WikiData Query (WDQ), one of my pet projects I have blogged about before, has gained a new functionality: search by qualifier. That is, a query for items with specific statements can now be fine-tuned by querying the qualifiers as well.

Too abstract? Let’s see: Who won the Royal Medal in 1853? Turns out it was Charles Darwin. Or how about this: Who received any award, medal, etc. in 1835? According to Wikidata, it’s just one other person besides Darwin; Patrice de Mac-Mahon was awarded a rank in the French Legion of Honour.

This might seem like a minor gimmick, but I think it’s huge. It is, to the best of my knowledge, the only way to query WikiData on qualifiers; and with qualifiers becoming more important (replacing groups of properties in lieu of simpler, “qualified” ones, for example in taxonomy) and more numerous, such queries will become more important to the “ecosystem” around Wikidata.

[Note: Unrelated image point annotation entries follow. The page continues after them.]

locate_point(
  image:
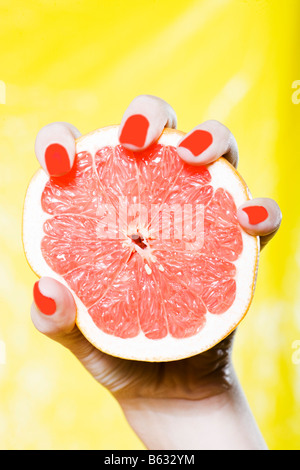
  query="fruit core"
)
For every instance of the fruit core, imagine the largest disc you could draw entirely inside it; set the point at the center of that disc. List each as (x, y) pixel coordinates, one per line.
(138, 240)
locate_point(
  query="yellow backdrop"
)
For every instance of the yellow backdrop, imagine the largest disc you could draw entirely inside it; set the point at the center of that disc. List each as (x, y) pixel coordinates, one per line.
(83, 61)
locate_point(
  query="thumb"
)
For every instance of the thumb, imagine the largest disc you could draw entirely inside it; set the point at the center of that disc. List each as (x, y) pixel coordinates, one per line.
(53, 313)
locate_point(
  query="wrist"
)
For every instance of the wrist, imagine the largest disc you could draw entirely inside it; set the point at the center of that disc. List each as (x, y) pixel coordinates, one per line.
(219, 421)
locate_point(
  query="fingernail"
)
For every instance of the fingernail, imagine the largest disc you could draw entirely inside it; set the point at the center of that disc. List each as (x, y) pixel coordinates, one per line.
(197, 142)
(57, 160)
(45, 304)
(135, 130)
(256, 214)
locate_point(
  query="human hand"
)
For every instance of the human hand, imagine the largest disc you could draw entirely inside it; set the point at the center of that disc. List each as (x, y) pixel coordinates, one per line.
(197, 378)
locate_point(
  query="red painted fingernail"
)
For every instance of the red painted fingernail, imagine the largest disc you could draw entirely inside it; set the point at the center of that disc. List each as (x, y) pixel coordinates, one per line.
(256, 214)
(45, 304)
(135, 130)
(197, 142)
(57, 160)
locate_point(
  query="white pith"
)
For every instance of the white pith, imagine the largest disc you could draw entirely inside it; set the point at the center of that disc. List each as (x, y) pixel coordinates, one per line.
(140, 347)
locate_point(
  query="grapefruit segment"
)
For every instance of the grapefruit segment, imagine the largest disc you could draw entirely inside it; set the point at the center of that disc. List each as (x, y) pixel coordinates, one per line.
(149, 246)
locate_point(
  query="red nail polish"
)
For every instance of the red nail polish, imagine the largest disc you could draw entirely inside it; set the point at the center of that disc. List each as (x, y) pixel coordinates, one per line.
(135, 130)
(256, 214)
(57, 160)
(197, 142)
(45, 304)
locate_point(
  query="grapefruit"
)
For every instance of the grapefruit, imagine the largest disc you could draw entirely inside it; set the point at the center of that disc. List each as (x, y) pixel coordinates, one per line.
(149, 246)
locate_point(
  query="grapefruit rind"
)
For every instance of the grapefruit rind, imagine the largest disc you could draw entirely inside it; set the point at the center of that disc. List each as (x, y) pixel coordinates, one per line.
(141, 348)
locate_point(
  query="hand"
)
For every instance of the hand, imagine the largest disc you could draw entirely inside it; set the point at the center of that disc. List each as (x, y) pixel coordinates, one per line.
(201, 377)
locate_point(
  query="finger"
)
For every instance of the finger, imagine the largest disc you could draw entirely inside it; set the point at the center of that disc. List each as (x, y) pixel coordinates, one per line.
(144, 120)
(55, 147)
(260, 216)
(53, 313)
(206, 143)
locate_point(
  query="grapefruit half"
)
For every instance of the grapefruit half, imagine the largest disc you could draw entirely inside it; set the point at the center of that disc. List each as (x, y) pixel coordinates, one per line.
(149, 246)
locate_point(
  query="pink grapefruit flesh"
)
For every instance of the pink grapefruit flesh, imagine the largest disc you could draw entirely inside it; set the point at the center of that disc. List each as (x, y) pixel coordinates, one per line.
(151, 281)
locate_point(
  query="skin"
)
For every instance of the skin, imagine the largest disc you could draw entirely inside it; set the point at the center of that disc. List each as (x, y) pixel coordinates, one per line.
(195, 403)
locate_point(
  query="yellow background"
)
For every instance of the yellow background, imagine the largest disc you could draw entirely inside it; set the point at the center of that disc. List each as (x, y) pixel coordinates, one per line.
(83, 62)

With the main point delivered, here are some points for those interested in using this system, or the development of WDQ:

  • Currently, you can only use qualifier queries in combination with the CLAIM command, though I’ll add it to string, time, location, and quantity commands next.
  • A subquery in {curly¬†brackets} directly after the CLAIM command is used on the qualifiers of the statements that match the “main” command
  • Within the qualifier subquery, you can use all other commands, ranges, trees etc.
  • Adding qualifiers to the in-memory database required some major retrofitting of WDQ. It started my using “proper” statement representations (C++ template classes, anyone?), followed by creating a qualifier data type (to re-use all the existing commands within the subquery, each qualifier set is basically its own Wikidata!), extending the dump parsing, binary storage and loading, and a zillion other small changes.
  • While I believe the code quality has improved significantly, some optimization remains to be done. For example, memory requirements have skyrocketed from <1GB to almost 4GB. The current machine has 16GB RAM, so that should hold for a while, but I believe I can do better.
  • There is an olde memory leak, which appears to have become worse by the increased RAM usage. WDQ will restart automatically if the process dies, but queries will be delayed for a minute or so every time that happens.
  • I have prepared the code to use ranks, but neither parsing nor querying are implemented yet.
  • I need to update the API documentation to reflect the qualifier queries. Also, I need to write a better query builder. In due time.